António Capucho acusou na televisão o PSD de ser governado por uma “oligarquia”, sem escrúpulos e sem vergonha. Na impossibilidade de atribuir à palavra “oligarquia” o seu sentido tradicional, é provável que ela se refira a uma espécie de associação que só tem em vista os seus próprios fins (dinheiro e posição) e que exclui os fins e as conveniências do partido e do país.

No mesmo dia, e também na televisão, Pacheco Pereira, usando ainda uma linguagem estalinista, explicou que Passos Coelho tinha organizado uma “fracção” no PSD, financiada por meios que não se recomendam. E o dr. Mário Soares persiste em afirmar que uma parte considerável dos jornalistas se vendeu ao governo. Nem Capucho, nem Pacheco, nem Soares, nem como um todo os jornalistas são personagens menores a que se possa conceder o privilégio da inimputabilidade.
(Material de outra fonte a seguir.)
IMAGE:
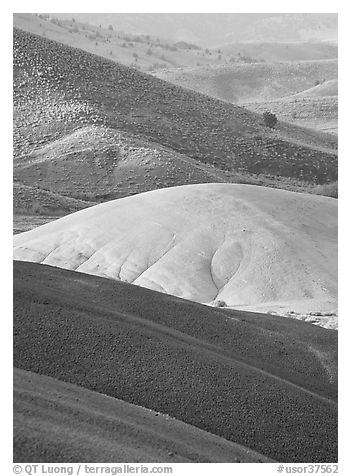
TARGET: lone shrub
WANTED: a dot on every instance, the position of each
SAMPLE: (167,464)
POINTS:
(269,119)
(220,303)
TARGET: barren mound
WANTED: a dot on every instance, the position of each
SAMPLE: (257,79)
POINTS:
(242,244)
(243,83)
(268,384)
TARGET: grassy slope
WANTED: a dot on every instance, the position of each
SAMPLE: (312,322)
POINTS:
(146,53)
(264,389)
(253,82)
(56,421)
(283,51)
(53,102)
(317,112)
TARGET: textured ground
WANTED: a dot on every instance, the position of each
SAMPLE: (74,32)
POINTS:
(247,246)
(114,131)
(267,384)
(241,83)
(56,421)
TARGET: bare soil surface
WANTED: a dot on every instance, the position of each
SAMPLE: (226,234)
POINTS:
(261,388)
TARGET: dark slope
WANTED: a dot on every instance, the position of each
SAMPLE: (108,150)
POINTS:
(56,421)
(59,89)
(254,386)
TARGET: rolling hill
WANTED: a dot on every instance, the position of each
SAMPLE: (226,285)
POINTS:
(251,247)
(243,83)
(214,29)
(79,114)
(143,52)
(68,423)
(268,384)
(274,51)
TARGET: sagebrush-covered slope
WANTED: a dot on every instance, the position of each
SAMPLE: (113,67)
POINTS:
(59,89)
(269,386)
(243,244)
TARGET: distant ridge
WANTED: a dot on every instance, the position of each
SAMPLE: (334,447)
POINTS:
(72,90)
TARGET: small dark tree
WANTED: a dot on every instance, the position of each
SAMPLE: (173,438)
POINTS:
(269,119)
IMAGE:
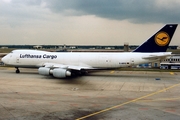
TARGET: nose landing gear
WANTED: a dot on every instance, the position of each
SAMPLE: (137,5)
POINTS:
(17,70)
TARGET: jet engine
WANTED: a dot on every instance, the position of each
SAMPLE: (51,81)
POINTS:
(57,72)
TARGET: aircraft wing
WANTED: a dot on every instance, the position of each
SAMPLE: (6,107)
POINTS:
(158,57)
(70,67)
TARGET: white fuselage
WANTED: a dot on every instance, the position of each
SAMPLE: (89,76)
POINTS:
(35,58)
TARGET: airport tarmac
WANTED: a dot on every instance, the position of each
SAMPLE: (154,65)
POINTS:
(105,95)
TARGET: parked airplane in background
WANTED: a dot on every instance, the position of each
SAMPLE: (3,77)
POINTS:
(64,64)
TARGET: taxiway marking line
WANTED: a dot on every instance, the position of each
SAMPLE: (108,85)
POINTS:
(131,101)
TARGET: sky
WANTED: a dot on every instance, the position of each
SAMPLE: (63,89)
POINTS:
(85,22)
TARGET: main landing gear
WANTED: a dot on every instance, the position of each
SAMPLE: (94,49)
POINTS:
(17,70)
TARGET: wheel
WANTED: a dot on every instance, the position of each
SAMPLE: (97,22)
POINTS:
(17,70)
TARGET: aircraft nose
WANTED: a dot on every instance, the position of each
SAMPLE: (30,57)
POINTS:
(4,59)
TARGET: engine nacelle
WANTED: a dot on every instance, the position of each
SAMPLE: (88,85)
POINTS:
(44,71)
(61,73)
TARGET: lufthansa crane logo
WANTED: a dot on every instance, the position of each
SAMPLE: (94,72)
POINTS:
(162,38)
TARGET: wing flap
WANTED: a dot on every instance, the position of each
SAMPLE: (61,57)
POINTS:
(70,67)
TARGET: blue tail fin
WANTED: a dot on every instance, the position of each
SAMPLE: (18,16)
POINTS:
(159,42)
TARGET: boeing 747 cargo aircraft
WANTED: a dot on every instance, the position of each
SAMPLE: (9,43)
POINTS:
(65,64)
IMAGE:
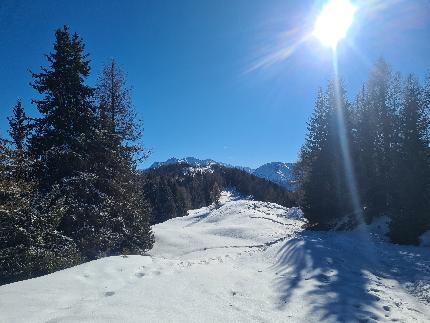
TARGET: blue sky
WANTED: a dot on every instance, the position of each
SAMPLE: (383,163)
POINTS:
(206,77)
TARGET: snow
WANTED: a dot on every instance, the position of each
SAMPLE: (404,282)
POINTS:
(276,172)
(245,261)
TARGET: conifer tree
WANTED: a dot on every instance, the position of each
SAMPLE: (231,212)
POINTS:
(326,194)
(376,125)
(64,140)
(119,149)
(411,217)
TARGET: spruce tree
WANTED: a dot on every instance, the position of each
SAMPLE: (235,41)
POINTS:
(411,217)
(64,140)
(29,244)
(327,199)
(376,138)
(118,151)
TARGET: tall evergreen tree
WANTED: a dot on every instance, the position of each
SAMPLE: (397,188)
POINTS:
(376,125)
(119,147)
(327,199)
(64,141)
(411,217)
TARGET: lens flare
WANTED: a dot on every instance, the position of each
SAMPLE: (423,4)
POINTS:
(334,22)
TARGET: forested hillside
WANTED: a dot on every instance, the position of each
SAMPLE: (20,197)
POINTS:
(370,156)
(174,189)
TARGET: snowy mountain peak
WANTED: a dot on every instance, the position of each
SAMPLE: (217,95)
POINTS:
(277,172)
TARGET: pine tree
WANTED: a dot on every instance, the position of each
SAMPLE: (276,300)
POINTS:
(29,244)
(118,151)
(327,199)
(64,140)
(412,202)
(215,194)
(377,105)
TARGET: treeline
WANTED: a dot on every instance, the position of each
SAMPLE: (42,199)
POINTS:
(69,190)
(369,157)
(172,190)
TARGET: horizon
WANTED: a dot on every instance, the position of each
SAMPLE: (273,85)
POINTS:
(211,90)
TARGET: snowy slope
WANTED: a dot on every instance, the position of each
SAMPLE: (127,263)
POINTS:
(246,261)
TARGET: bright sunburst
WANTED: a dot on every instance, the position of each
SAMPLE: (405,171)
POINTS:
(334,21)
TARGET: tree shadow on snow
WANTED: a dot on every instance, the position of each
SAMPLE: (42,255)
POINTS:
(330,271)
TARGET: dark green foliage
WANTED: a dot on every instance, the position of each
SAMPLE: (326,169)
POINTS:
(324,177)
(412,203)
(174,189)
(69,189)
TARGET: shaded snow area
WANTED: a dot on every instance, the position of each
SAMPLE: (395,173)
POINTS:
(245,261)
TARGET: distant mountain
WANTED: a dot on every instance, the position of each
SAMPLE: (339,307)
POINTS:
(195,162)
(276,172)
(173,189)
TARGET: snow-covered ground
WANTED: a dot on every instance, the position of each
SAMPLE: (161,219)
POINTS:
(245,261)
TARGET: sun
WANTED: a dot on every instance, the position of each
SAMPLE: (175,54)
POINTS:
(334,22)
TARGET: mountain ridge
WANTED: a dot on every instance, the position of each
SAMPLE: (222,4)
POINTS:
(280,173)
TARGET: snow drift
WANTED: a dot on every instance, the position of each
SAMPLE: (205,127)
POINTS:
(245,261)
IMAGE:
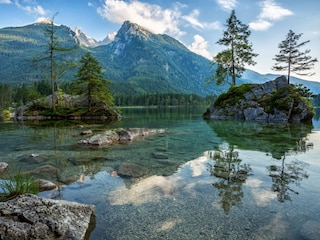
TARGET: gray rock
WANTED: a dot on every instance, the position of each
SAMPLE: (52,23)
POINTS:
(250,108)
(310,230)
(45,185)
(86,132)
(32,217)
(112,137)
(129,134)
(106,138)
(3,166)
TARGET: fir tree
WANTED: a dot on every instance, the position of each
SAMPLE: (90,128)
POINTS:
(90,81)
(291,58)
(231,62)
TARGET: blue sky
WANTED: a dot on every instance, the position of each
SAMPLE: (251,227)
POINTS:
(197,24)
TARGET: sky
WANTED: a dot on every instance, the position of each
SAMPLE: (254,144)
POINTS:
(198,24)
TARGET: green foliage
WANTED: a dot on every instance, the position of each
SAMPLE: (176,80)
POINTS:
(59,111)
(291,59)
(231,62)
(90,81)
(283,99)
(166,99)
(234,94)
(17,184)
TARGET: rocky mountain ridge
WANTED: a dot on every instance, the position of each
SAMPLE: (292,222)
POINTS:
(136,61)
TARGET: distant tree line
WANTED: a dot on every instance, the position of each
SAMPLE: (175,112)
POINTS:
(21,95)
(163,99)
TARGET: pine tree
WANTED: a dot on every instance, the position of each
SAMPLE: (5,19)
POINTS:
(293,60)
(90,81)
(231,62)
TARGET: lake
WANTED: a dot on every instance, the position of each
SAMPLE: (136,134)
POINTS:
(201,179)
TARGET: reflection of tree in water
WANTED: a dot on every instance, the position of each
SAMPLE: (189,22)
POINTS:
(278,140)
(289,173)
(231,175)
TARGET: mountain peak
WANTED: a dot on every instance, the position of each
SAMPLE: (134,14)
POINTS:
(84,39)
(132,29)
(43,20)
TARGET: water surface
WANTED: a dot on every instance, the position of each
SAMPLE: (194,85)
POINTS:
(202,179)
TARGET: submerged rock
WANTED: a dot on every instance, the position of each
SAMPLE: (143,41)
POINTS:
(45,185)
(32,217)
(131,170)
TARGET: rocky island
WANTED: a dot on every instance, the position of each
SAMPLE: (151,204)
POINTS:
(68,107)
(273,101)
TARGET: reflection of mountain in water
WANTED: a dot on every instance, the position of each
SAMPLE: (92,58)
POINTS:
(277,139)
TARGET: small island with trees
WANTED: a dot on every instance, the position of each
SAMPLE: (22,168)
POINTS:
(274,101)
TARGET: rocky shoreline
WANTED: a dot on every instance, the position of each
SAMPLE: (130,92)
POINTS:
(32,217)
(268,102)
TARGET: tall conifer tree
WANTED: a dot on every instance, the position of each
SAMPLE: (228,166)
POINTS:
(291,58)
(231,62)
(90,81)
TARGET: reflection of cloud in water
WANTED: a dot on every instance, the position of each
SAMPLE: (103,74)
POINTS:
(277,228)
(198,166)
(261,196)
(153,188)
(168,225)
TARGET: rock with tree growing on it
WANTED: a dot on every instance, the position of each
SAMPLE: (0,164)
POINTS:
(122,135)
(273,101)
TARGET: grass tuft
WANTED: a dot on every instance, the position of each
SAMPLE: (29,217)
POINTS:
(17,184)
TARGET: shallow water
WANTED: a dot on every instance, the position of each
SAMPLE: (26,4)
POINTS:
(203,179)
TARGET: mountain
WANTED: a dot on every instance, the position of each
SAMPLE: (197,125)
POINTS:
(88,41)
(21,49)
(136,61)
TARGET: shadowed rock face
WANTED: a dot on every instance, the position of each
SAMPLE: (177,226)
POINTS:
(32,217)
(258,105)
(111,137)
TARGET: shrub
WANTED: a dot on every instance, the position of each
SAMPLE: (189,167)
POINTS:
(17,184)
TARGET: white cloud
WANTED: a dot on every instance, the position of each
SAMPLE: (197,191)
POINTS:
(153,17)
(33,8)
(5,1)
(200,46)
(227,5)
(270,12)
(192,19)
(149,16)
(260,25)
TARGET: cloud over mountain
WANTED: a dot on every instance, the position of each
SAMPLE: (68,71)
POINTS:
(270,13)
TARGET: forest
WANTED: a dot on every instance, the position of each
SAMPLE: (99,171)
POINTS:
(21,95)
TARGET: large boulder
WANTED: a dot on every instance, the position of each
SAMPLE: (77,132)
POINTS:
(111,137)
(273,101)
(32,217)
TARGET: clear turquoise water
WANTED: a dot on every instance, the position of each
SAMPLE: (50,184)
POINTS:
(213,179)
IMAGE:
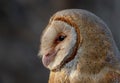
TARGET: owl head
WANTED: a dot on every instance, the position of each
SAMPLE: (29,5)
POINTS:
(75,32)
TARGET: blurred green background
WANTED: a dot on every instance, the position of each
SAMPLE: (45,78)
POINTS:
(21,24)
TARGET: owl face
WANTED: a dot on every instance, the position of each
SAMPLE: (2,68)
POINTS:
(57,43)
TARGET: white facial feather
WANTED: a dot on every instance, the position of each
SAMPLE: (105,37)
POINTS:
(65,46)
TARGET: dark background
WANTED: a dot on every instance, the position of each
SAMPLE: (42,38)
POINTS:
(21,24)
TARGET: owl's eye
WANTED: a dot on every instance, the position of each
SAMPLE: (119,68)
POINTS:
(61,38)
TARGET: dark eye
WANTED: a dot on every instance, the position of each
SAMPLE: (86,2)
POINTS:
(61,38)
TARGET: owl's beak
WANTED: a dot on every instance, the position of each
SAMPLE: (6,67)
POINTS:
(49,57)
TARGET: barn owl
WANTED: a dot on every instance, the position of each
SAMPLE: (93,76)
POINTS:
(78,47)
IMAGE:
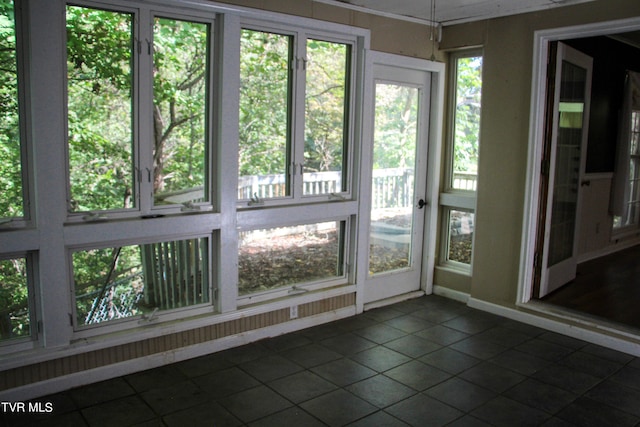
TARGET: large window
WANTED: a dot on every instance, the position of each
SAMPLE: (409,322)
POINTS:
(122,153)
(140,280)
(274,258)
(294,116)
(11,141)
(459,197)
(129,149)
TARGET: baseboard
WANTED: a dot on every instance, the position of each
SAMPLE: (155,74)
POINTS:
(451,294)
(55,385)
(393,300)
(569,326)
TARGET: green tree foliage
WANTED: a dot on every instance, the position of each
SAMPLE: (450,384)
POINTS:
(326,106)
(266,97)
(10,163)
(14,299)
(265,82)
(467,121)
(99,48)
(396,124)
(180,104)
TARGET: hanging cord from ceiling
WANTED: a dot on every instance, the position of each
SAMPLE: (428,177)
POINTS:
(434,29)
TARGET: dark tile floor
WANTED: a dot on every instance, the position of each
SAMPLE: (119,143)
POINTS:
(424,362)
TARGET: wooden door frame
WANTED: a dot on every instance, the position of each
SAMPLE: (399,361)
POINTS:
(532,201)
(434,141)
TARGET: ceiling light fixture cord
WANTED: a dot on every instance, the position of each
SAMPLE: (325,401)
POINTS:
(433,30)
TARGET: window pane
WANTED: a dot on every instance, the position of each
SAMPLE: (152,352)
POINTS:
(117,283)
(392,185)
(325,117)
(180,111)
(461,225)
(467,123)
(99,61)
(276,257)
(265,81)
(10,166)
(15,319)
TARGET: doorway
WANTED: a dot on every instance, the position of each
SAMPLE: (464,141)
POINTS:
(599,169)
(398,220)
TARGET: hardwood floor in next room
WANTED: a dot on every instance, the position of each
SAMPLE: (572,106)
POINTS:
(606,287)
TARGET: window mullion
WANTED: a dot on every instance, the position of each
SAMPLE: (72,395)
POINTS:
(298,115)
(143,107)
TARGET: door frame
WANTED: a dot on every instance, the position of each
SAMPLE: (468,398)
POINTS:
(556,276)
(433,153)
(531,227)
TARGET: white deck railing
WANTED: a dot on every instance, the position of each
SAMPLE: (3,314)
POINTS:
(391,187)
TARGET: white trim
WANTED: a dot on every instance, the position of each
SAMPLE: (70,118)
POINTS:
(559,323)
(143,332)
(393,300)
(442,291)
(536,132)
(369,11)
(160,359)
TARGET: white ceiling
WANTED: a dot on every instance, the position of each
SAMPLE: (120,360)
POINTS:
(448,12)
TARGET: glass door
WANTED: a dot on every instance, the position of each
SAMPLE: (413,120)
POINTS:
(566,167)
(397,182)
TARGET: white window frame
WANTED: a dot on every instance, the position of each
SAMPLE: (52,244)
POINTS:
(142,102)
(28,342)
(452,198)
(84,331)
(300,288)
(295,178)
(22,67)
(53,233)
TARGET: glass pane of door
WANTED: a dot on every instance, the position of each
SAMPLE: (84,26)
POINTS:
(567,166)
(180,58)
(393,192)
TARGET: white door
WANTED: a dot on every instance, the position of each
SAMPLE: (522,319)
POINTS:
(397,185)
(572,92)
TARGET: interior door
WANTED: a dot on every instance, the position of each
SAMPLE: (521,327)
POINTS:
(569,131)
(397,182)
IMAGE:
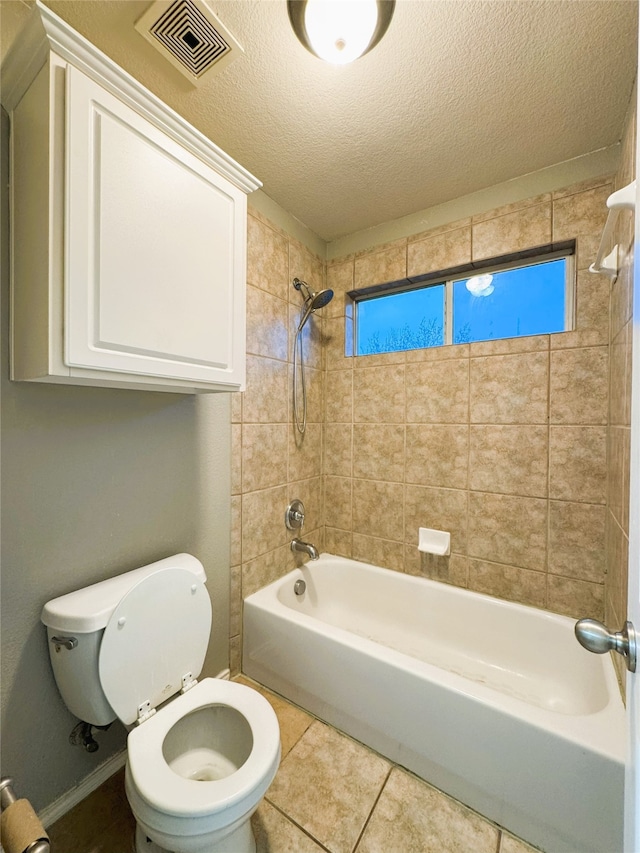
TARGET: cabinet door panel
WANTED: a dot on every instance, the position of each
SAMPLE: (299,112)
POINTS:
(156,248)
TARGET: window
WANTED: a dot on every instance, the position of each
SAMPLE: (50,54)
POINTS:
(511,300)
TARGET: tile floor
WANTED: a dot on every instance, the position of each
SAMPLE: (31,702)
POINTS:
(331,795)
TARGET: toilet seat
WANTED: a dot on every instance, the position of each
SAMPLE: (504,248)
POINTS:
(170,794)
(155,637)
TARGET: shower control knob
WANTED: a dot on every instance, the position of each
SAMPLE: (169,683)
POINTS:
(597,638)
(294,515)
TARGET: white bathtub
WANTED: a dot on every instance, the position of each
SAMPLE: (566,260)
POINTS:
(492,702)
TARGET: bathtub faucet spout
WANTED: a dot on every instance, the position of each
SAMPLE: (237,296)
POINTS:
(305,548)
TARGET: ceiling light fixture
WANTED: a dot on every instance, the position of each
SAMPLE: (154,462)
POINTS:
(340,31)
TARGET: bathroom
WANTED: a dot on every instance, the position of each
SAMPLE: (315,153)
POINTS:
(100,481)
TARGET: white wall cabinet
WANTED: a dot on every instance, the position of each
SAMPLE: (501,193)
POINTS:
(128,230)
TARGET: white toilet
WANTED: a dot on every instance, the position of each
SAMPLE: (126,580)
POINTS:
(198,766)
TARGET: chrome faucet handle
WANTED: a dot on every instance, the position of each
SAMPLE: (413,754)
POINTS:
(294,515)
(597,638)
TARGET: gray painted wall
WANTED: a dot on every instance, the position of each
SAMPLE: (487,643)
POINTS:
(94,482)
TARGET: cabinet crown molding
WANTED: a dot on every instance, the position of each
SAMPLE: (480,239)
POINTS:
(45,32)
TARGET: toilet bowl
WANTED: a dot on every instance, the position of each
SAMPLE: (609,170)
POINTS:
(201,755)
(199,768)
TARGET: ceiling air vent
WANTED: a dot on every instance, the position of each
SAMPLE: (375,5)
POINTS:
(190,36)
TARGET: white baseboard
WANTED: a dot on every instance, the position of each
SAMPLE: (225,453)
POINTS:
(67,801)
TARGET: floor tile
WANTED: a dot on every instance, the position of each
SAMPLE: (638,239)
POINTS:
(509,844)
(293,721)
(413,817)
(328,785)
(105,808)
(275,834)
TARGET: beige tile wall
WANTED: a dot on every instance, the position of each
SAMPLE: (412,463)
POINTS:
(271,463)
(517,447)
(619,433)
(502,443)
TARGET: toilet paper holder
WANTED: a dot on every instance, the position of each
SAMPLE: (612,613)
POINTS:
(7,798)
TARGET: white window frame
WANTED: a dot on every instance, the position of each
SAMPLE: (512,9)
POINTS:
(569,291)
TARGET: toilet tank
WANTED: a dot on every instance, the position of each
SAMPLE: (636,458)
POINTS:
(82,616)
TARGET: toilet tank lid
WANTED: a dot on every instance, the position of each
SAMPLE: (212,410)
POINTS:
(89,609)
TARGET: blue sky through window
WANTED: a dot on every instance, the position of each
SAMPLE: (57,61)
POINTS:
(401,321)
(515,302)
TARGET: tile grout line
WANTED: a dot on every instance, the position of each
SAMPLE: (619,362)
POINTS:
(373,808)
(299,826)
E, no entanto, ninguém protestou ou sequer deu sinais de ouvir e perceber o que diziam deles. Há uma decência básica, ainda comum recentemente, que se perdeu. Um político de uma certa envergadura não se importa que lhe atribuam infâmias de vária espécie e género e nem sequer se dá ao excessivo trabalho de as negar. Faz parte do ofício; e parece que tomar um partido de assalto para exclusivo bem da sua vida e da sua bolsa não passa da ambição normal de qualquer português. A “limpeza” privada e a idoneidade pública de cada um não sofre com a eventual verdade da sua reputação ou com o insulto, a injúria e até a calúnia que diariamente se despejam sobre eles. Os putativos factos revelados por Capucho, Pacheco e pelo dr. Soares não comovem a opinião.

O que mais me intriga, apesar do resto, é a geral atitude de apatia do jornalismo profissional. Não só não acha a “oligarquia” ou a “fracção”, de que Capucho e Pacheco se queixaram, digna de investigação e de comentário, mas não lhes repugna aceitar em silêncio o que os “notáveis” lhes metem pela goela abaixo. Ora este assunto não deve ser tomado como uma opinião trivial a propósito de uma querela partidária, pela simples razão de que afecta o regime inteiro. Como as diatribes do dr. Soares contra a honestidade dos jornalistas não devem ser atribuídas à notória irritação da personagem. Claro que, se Portugal considera normal que pequenos grupos se instalem na direcção de um grande partido, com dinheiros de origem obscura, e concorda que os jornalistas são uma cambada de mercenários, o caso muda de figura. O melhor é fugir.